- Genre: Game show
- Directed by: Rich Kim
- Presented by: James Davis
- Country of origin: United States
- Original language: English
- No. of seasons: 1
- No. of episodes: 8

Production
- Executive producers: Victoria Ashbourne; David Broome; Stuart Shawcross; Yong Yam;
- Production companies: 25/7 Productions; Hello Dolly!;

Original release
- Network: Netflix
- Release: June 14, 2019

= Awake: The Million Dollar Game =

2019 American game show

Awake: The Million Dollar Game is an American game show on Netflix. Contestants on the show must stay awake for over 24 hours before competing in various physical and mental challenges. The show is hosted by James Davis. The eight-episode first season was released on June 14, 2019.

==Format==
Seven contestants are given a large number of quarters and must count them one-by-one for 24 hours, without sleeping. Once this time expires, they each guess how much money they have individually counted and appear onstage. The contestant who counted the fewest coins, and the one whose guess was the most in error, are immediately eliminated.

===Main game===
The five remaining contestants compete in a series of three physical and mental challenges. At the end of each challenge, the contestant who has reached the highest score or finished in the shortest time automatically advances to the next one. The remaining contestants stand at a line of podiums, each equipped with a button, and are offered a cash buyout to quit the game ($2,500 on the first challenge, $5,000 on the second, $7,500 on the third). The first contestant to push their button (if any) receives the buyout money and leaves the competition. If no one accepts the offer, the lowest scorer or slowest finisher is eliminated with no winnings. The buyout/elimination process is similar to that used in the British game show PokerFace.

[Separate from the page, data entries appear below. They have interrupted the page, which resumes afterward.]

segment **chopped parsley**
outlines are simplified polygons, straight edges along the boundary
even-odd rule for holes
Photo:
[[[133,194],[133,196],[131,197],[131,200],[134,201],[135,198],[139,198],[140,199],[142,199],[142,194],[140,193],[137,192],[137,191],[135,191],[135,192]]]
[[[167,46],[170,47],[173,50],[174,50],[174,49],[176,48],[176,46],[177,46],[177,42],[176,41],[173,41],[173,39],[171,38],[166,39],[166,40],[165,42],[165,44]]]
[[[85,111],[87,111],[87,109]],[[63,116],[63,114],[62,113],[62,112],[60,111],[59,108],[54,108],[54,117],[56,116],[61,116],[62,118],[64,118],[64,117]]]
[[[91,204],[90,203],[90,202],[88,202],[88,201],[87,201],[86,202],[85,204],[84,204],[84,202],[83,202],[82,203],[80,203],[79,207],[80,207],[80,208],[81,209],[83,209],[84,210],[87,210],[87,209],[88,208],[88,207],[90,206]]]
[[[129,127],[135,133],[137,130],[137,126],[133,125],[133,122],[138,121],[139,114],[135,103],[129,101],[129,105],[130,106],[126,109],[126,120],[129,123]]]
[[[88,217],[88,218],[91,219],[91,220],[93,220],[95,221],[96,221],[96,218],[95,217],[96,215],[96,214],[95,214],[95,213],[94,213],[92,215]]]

After the third challenge and elimination, the two remaining contestants are given 10 seconds to accept a cash buyout of $10,000. If both of them reject this offer, the one who was less accurate in counting their quarters is eliminated.

===End game===
The remaining contestant must now guess the total amount of money they counted. They may either accept that amount as a cash prize and end the game, or risk it based on the accuracy of the guess. If the contestant is within $500 of the actual total, they win the Big Bank, the total of the amounts counted by all seven contestants. They must then choose to keep this prize and stop, or risk it for the $1 million grand prize. In order to win, the contestant's guess must be within $25 of the actual total. If the contestant's guess falls outside the margin of error at either stage, the game ends and they leave with nothing.